В кабинете хозяина осмотрели коллекцию великолепного домашнего музея. Там были образцы холодного оружия примерно за 300 летний период, и, что особенно заинтересовало Сашу, фотографии в многочисленных альбомах, где были совсем мутные дагерротипы 1840-х годов, сельские пейзажи, виды Парижа до капитальной реконструкции центра города под руководством барона Османа (baron Haussmann) во второй половине XIX века, низкорослый император Наполеон Третий в парадном мундире и со смешной бородёнкой на коне во время какого-то парада, баррикады на парижских улицах в смутное время Парижской Коммуны, восхваляемой леваками всех мастей, церемонии инаугурации президентов Франции, начиная с Тьера (Tiers) и кончая де Голлем (de Gaulle), городские пейзажи Парижа в начале прошлого века, немцы в оккупированном Париже, генерал де Голль, принимающий парад на Елисейских Полях 14 июля 1960 года, уличные бои 1968 года, похороны Эдит Пиаф в 1963 году, похороны де Голля в 1970 году. Жерар Анри пояснил, что его прадед, дед и дядя были известными фотографами, снимки которых публиковались журналами многих стран, в первую очередь французскими и американскими, до 1917 года российскими, но ни разу – советскими. Вообще, пояснил он, десятилетиями Запад игнорировал СССР, и СССР отвечал взаимностью. Это глупо, но весь мир натворил уйму глупостей похуже. К сожалению, многим до сих пор не стыдно, а кое-кто даже считает все глупости большими историческими достижениями, со вздохом констатировал Жерар Анри.

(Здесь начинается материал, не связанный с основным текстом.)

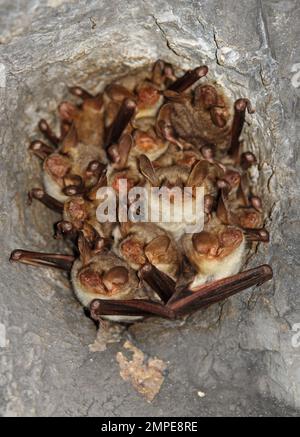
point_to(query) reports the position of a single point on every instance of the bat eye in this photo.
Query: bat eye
(207, 95)
(205, 243)
(115, 277)
(57, 165)
(147, 96)
(76, 209)
(231, 238)
(133, 251)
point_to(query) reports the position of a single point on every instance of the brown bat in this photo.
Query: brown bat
(154, 128)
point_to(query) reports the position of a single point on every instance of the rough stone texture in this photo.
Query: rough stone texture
(240, 354)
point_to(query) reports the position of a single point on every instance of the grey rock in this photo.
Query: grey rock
(243, 354)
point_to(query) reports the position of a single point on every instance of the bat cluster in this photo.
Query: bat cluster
(153, 129)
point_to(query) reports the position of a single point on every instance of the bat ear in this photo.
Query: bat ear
(198, 173)
(70, 140)
(222, 211)
(84, 249)
(148, 171)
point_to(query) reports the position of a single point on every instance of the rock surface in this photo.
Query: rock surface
(245, 354)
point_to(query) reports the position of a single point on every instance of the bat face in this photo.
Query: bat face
(204, 118)
(103, 276)
(216, 252)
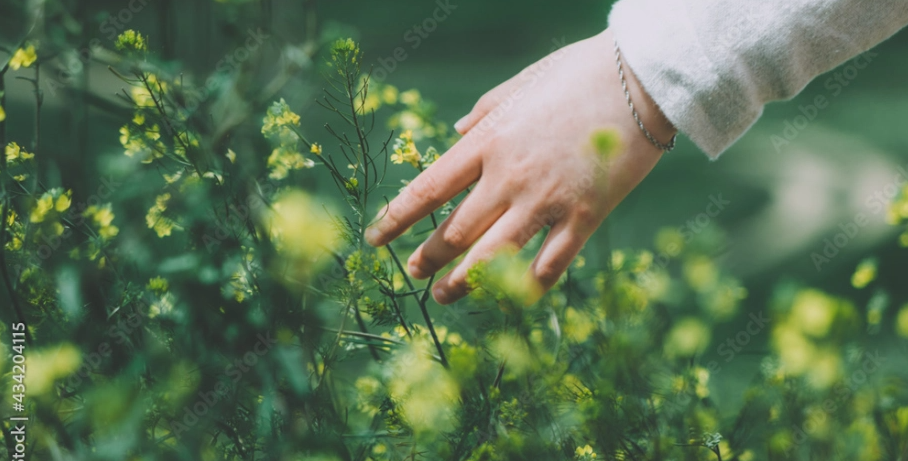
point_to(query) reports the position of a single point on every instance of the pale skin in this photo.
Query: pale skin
(527, 153)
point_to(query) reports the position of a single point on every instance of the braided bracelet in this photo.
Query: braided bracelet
(663, 147)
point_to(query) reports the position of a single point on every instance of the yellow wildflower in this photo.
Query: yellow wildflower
(131, 40)
(23, 57)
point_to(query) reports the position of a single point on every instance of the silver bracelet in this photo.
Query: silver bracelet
(663, 147)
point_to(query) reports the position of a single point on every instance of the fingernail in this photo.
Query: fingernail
(373, 236)
(461, 124)
(440, 295)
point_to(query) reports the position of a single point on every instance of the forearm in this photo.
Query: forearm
(711, 65)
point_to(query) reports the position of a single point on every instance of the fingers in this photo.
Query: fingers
(561, 246)
(447, 177)
(473, 217)
(512, 231)
(486, 104)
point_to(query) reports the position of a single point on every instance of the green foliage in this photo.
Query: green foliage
(212, 308)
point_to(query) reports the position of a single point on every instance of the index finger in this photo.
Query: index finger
(448, 176)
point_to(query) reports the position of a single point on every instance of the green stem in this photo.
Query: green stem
(422, 306)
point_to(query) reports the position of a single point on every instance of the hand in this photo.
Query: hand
(527, 147)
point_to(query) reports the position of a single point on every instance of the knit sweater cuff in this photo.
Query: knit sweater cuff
(700, 98)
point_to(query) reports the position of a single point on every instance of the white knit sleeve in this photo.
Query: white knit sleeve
(711, 65)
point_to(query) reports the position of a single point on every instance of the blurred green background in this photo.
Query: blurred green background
(784, 202)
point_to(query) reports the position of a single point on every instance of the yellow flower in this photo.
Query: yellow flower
(279, 116)
(42, 207)
(15, 154)
(156, 220)
(63, 202)
(405, 150)
(688, 337)
(389, 94)
(158, 285)
(23, 57)
(585, 453)
(901, 322)
(864, 273)
(131, 40)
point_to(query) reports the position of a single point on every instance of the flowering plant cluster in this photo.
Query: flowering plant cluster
(214, 307)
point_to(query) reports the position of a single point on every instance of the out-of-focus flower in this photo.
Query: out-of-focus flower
(131, 40)
(23, 57)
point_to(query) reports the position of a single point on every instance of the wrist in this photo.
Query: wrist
(654, 121)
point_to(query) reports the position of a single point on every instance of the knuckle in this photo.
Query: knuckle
(424, 189)
(586, 215)
(547, 273)
(454, 237)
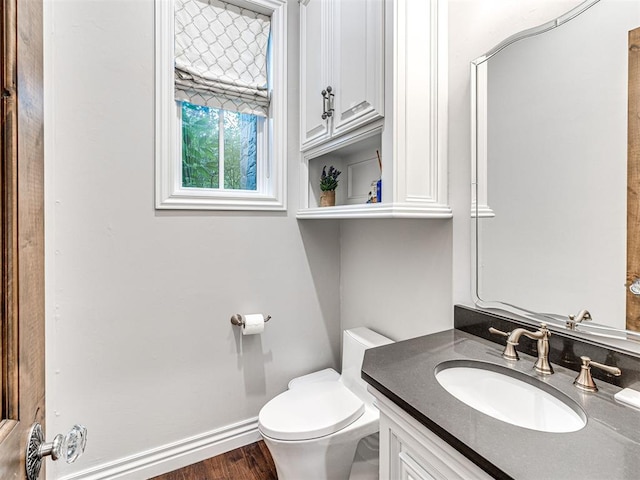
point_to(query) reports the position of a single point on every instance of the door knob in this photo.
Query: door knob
(69, 447)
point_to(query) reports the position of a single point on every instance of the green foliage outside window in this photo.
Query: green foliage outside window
(201, 156)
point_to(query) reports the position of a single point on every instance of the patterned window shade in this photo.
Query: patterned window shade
(221, 56)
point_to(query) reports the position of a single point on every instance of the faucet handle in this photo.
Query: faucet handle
(510, 352)
(584, 380)
(583, 315)
(499, 332)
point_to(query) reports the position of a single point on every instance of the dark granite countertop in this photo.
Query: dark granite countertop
(608, 447)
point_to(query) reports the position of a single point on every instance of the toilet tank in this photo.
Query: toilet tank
(354, 342)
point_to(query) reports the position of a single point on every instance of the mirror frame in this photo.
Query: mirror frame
(623, 339)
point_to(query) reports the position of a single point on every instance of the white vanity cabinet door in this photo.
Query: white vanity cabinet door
(341, 48)
(358, 63)
(314, 70)
(410, 451)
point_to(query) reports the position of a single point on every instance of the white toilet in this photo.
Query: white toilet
(312, 430)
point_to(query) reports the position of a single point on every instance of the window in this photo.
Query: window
(219, 148)
(218, 151)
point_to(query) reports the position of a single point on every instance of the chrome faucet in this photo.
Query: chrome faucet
(575, 319)
(542, 365)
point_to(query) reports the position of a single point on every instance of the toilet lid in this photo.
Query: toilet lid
(310, 411)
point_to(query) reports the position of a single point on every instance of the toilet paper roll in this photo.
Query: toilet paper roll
(253, 324)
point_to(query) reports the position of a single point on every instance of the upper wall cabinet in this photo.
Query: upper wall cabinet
(374, 105)
(342, 67)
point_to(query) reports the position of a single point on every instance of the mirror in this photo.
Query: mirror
(549, 168)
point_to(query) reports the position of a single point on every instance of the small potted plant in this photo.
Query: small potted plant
(328, 185)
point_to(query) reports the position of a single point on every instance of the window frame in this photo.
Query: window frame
(270, 194)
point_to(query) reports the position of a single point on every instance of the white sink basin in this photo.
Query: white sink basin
(510, 396)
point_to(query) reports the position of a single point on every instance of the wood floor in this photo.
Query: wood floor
(252, 462)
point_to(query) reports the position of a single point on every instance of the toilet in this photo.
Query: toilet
(313, 429)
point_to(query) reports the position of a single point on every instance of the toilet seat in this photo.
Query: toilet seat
(310, 411)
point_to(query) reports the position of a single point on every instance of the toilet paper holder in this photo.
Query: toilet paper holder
(238, 320)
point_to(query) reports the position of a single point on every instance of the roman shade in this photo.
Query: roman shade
(221, 56)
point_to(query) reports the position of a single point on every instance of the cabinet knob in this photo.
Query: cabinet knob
(327, 104)
(69, 447)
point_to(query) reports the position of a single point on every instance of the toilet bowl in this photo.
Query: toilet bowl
(312, 430)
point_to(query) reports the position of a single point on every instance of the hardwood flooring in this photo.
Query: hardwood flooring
(252, 462)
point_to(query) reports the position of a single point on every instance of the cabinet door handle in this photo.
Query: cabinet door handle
(327, 104)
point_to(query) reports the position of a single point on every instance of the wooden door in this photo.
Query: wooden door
(22, 231)
(633, 182)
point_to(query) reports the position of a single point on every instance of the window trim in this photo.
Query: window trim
(169, 192)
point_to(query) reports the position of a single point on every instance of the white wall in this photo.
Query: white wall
(139, 344)
(139, 347)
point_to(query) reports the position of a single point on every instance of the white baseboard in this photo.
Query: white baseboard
(175, 455)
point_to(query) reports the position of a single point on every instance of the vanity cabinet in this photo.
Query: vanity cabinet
(410, 451)
(385, 61)
(342, 67)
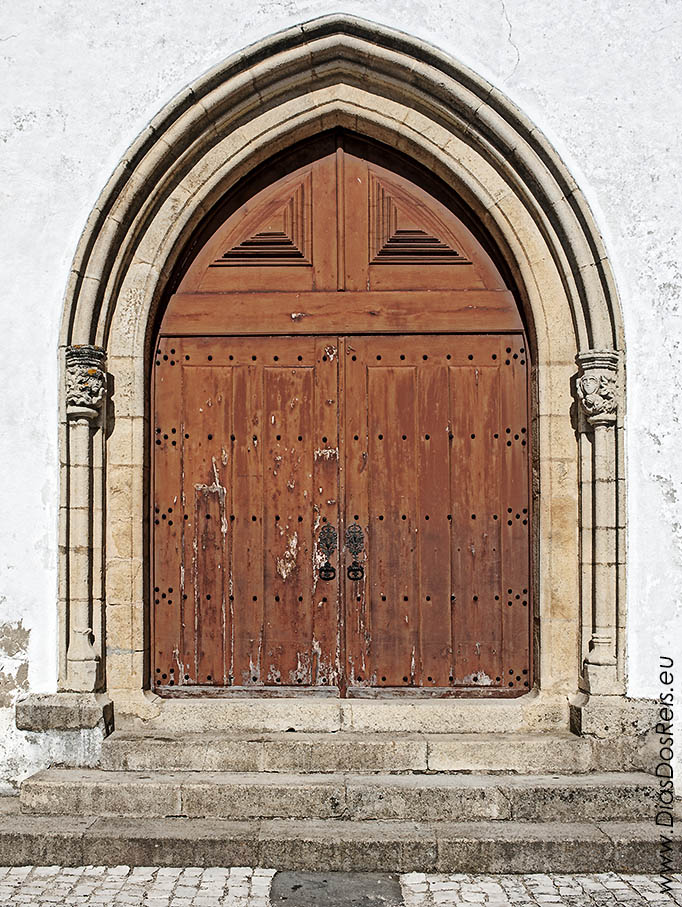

– Но даже в то страшное время в СССР постоянно пробивалось французское кино! Мне об этом рассказывал покойный отец, – ответил Саша. – В России всегда была тяга к французской культуре.
Ответ Жерара Анри оказался неожиданным:
– Может быть, я покажусь вам непатриотичным, но я обожаю не французскую, а итальянскую культуру. Мать Брижитт была итальянкой, и моя дочь стала плодом нашего безумного романа в Венеции, когда я был молод. Брижитт знает итальянский и хочет выйти замуж за итальянца из Турина. Я же женился на слегка офранцузившейся Кристине, её имя звучит похоже на её родном украинском языке, только они чётко читают букву «аш».